Filmriss auf Immenhof
Kritik
„Filmriss auf Immenhof“ hat mich von der ersten Seite an eingeholt und irgendwie nicht mehr losgelassen – diese Mischung aus Nostalgie, Chaos und einer guten Portion Selbstfindung macht einfach Laune. Sophia, unsere Protagonistin, ist weit entfernt von der glatten Krimiheldin, die man sonst so kennt. Sie ist frisch getrennt, Mutter von zwei Teenagern und zu allem Überfluss nach einer wilden Retro-Party auf Gut Immenhof mit einem echten Horrorfilm-Problem konfrontiert: einem Filmriss und der abgetrennten Hand ihres Ex-Freundes direkt neben ihr im Bett. Klingt abgefahren? Ist es auch — und zwar auf die beste Art.

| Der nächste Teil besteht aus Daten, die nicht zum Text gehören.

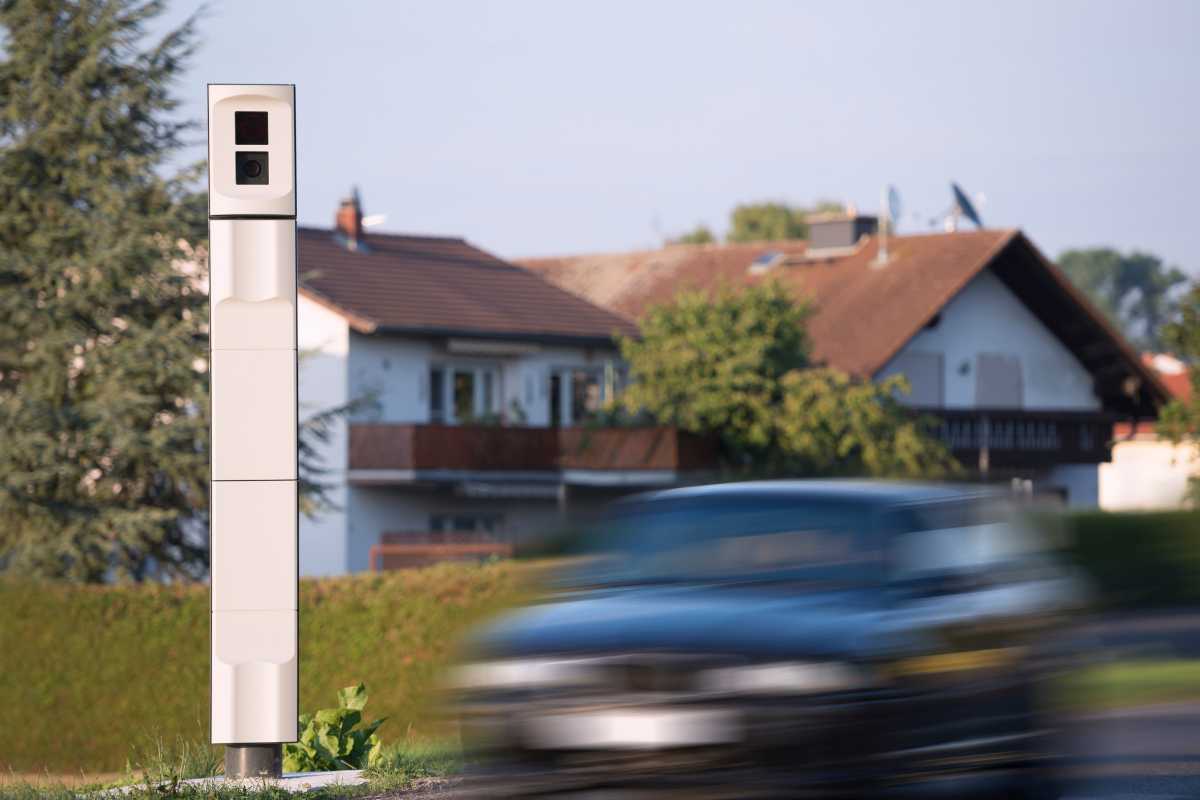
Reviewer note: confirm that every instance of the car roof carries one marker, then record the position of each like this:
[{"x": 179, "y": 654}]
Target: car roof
[{"x": 877, "y": 492}]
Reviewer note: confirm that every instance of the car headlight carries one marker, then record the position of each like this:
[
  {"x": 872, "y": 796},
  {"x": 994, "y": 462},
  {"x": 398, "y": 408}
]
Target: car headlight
[
  {"x": 785, "y": 678},
  {"x": 521, "y": 673}
]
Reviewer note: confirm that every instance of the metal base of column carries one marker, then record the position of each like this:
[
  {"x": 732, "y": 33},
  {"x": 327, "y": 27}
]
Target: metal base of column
[{"x": 253, "y": 761}]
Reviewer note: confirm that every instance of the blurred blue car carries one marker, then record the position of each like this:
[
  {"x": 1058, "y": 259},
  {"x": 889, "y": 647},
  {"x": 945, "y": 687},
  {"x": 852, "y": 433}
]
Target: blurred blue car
[{"x": 778, "y": 638}]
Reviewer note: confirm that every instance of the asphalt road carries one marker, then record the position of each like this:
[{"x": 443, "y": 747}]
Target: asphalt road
[
  {"x": 1144, "y": 753},
  {"x": 1150, "y": 752}
]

Man begleitet Sophia durch einen nervenaufreibenden Albtraum, der gleichzeitig voller Wärme und Erinnerungen steckt. Der Kontrast zwischen dem idyllischen Immenhof und dem dunklen Geheimnis schafft einen spannenden Spannungsbogen, der mich immer tiefer hineingezogen hat. Karsten Dusse schafft es dabei, nicht nur den Nervenkitzel zu liefern, sondern auch die psychologischen Feinheiten seiner Hauptfigur überzeugend herauszuarbeiten – man fühlt sich ihr so nah, dass man fast selbst mal den Filmriss bekommen möchte, um zu sehen, was dann passiert.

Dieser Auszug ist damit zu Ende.